The first time she demonstrated the power of the chair.

Now the full arc of their time together is coming into focus.

They spent their lives constructing the memory chair in secret and trying to find a way to prevent the world from remembering how to build it. Although the chair had been used on countless occasions on prior timelines, the most “recent” use of the chair by Helena (in the DARPA lab) overrode all of the other false memory anniversary points. Which meant no one, not even Slade, would have knowledge of those prior timelines.

Until April 16, 2019.

Then, and only then, would the false memories of all that had happened come crashing down on everyone.

With a fortune amassed by 2001, they had an operational chair by 2007.

Once the chair was built, they spent a decade running experiments with it and imaging each other’s brains, studying neural activity at the moment a reality shift occurred and dead memories flooded in, searching for the accompanying neuron cascade of new information.

Their hope was to find a way to prevent dead memories from older timelines from flashing in without harming the brain. But all they accomplished was the recording of neural activity associated with dead memories. They made no progress toward finding a method of shielding the brain from those memories.

Barry looks over at his wife of twenty-four years, a completely different man from who he was just moments ago.

“We failed,” he says.

“Yeah.”

The other half of his duality, the one that lived every moment of this timeline, has just experienced the false memories of Meghan and Julia. His life as a detective in New York City. The death of his daughter, his divorce and descent into depression and regret. Meeting Slade and going back eleven years to save Meghan. Losing her a second time. Helena coming into his life. Their connection.
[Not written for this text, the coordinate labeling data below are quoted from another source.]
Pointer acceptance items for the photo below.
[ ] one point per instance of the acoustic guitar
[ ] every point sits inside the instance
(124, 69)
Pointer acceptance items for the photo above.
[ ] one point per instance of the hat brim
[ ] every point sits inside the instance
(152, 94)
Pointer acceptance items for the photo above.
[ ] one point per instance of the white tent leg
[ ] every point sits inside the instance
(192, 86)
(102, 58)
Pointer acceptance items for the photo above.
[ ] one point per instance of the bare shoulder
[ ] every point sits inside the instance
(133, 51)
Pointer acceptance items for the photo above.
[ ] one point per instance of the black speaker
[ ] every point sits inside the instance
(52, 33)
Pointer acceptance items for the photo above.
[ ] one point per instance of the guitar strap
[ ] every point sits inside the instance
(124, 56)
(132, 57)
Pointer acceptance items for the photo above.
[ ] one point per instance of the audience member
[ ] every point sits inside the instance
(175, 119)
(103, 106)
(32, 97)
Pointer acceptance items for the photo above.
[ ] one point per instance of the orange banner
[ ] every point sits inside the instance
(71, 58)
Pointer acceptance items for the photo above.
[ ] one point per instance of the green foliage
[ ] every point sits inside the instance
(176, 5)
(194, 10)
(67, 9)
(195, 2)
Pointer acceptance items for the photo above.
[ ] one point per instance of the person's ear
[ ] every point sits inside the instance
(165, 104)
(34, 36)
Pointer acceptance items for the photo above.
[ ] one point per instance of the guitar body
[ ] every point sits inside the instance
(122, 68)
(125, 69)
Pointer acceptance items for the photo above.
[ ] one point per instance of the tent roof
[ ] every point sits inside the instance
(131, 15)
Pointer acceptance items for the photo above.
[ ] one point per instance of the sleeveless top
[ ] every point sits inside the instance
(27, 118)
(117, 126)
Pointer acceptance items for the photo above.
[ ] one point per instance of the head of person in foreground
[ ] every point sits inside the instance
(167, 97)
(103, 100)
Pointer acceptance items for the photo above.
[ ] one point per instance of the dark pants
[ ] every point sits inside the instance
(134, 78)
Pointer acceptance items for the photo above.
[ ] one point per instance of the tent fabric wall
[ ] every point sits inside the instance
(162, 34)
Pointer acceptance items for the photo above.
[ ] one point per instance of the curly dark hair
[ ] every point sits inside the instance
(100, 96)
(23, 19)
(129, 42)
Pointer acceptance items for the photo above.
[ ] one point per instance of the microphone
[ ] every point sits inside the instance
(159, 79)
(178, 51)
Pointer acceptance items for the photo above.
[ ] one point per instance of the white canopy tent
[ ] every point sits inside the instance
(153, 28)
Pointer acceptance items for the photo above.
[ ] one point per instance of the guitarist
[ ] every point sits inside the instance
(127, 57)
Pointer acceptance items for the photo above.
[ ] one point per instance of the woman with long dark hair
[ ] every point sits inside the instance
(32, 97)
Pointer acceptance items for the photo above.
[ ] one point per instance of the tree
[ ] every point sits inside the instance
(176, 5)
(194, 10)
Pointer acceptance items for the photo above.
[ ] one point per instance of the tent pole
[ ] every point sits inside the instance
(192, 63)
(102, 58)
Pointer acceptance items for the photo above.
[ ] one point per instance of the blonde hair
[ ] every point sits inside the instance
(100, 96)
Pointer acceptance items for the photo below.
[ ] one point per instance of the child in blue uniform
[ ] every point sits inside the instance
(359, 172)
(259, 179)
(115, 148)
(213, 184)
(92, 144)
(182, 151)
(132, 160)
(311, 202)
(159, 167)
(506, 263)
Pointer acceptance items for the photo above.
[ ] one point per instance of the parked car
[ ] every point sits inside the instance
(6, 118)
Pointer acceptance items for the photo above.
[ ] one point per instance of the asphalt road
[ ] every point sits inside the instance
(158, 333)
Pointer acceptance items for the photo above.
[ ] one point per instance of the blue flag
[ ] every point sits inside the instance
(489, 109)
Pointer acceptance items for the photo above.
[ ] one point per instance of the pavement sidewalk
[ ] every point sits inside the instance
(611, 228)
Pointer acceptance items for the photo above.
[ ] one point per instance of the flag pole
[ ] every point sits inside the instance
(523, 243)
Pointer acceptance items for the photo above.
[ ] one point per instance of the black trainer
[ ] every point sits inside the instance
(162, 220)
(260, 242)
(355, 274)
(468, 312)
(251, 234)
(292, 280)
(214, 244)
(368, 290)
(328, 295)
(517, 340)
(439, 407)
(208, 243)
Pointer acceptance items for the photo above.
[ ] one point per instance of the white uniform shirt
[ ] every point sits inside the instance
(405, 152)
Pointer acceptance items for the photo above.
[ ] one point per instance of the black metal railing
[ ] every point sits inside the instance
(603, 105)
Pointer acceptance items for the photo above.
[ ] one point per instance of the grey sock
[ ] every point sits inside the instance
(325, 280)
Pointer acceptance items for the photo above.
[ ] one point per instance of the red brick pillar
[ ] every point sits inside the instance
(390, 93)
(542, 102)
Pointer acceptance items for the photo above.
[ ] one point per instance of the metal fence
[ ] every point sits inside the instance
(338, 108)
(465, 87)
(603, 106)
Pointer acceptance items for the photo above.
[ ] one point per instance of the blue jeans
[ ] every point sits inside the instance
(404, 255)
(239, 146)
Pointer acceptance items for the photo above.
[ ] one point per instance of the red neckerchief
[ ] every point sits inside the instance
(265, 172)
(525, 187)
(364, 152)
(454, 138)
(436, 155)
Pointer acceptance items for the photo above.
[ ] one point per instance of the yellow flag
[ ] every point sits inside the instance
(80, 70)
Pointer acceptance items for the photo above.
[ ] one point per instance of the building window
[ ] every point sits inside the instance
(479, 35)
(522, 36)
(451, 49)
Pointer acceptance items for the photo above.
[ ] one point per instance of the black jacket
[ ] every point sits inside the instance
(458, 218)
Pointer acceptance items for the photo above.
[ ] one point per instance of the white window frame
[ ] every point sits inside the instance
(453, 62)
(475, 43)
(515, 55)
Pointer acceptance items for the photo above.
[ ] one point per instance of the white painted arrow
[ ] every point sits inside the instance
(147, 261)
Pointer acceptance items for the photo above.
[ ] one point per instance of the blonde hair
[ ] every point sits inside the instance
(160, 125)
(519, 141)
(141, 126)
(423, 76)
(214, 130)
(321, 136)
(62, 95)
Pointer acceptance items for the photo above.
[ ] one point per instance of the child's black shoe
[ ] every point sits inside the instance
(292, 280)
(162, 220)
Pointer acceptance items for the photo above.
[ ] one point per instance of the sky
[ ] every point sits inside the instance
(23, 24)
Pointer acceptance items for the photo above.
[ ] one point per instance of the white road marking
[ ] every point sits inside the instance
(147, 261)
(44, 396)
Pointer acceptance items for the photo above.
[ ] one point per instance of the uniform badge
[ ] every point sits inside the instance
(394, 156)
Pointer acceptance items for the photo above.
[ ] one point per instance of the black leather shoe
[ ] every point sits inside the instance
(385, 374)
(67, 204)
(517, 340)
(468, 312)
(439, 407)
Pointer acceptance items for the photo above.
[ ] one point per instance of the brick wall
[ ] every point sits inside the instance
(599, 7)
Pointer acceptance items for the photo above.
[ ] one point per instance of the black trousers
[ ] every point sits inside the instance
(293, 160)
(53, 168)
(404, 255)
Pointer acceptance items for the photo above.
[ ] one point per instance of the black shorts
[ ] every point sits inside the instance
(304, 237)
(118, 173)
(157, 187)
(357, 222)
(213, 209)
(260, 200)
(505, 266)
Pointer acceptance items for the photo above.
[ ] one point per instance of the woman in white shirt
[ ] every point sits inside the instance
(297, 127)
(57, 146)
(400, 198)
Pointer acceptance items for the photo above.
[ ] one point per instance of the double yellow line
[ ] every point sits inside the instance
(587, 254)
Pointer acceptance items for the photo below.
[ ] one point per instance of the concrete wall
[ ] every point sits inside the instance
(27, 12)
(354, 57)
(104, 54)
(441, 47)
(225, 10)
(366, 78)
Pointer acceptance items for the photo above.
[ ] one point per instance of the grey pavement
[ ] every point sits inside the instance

His death in Slade’s hotel.

“You’re crying,” Helena says.

“It’s a lot.”

She reaches over, takes his hand in hers.

He says, “I finally remember it.”

“What?”

“Those handful of months in New York with you after I raided Slade’s hotel with Gwen the first time. I remember the end of that timeline, leaning down and kissing you as you floated in the deprivation tank, about to die. I was in love with you.”

“You were?”

“Madly.”

They’re quiet for a moment, looking out across the Sonoran desert, a landscape they have come to love together—so different from the lush, Pacific Northwest woods of his youth and the evergreen forests of Helena’s.

This has been a good place for them.

“We should look at the news,” Helena says.

“Let’s wait,” Barry says.

“What good will waiting do?”

“Let us live a little while longer with the hope that no one else remembered?”

“You know that’s not going to happen.”

“You always were the realist.”

Helena smiles, tears glistening in the corners of her eyes.

Barry rises from the chair and turns to face the back of their sprawling desert home. Built of rammed earth and expansive panes of glass, it blends seamlessly into its environment.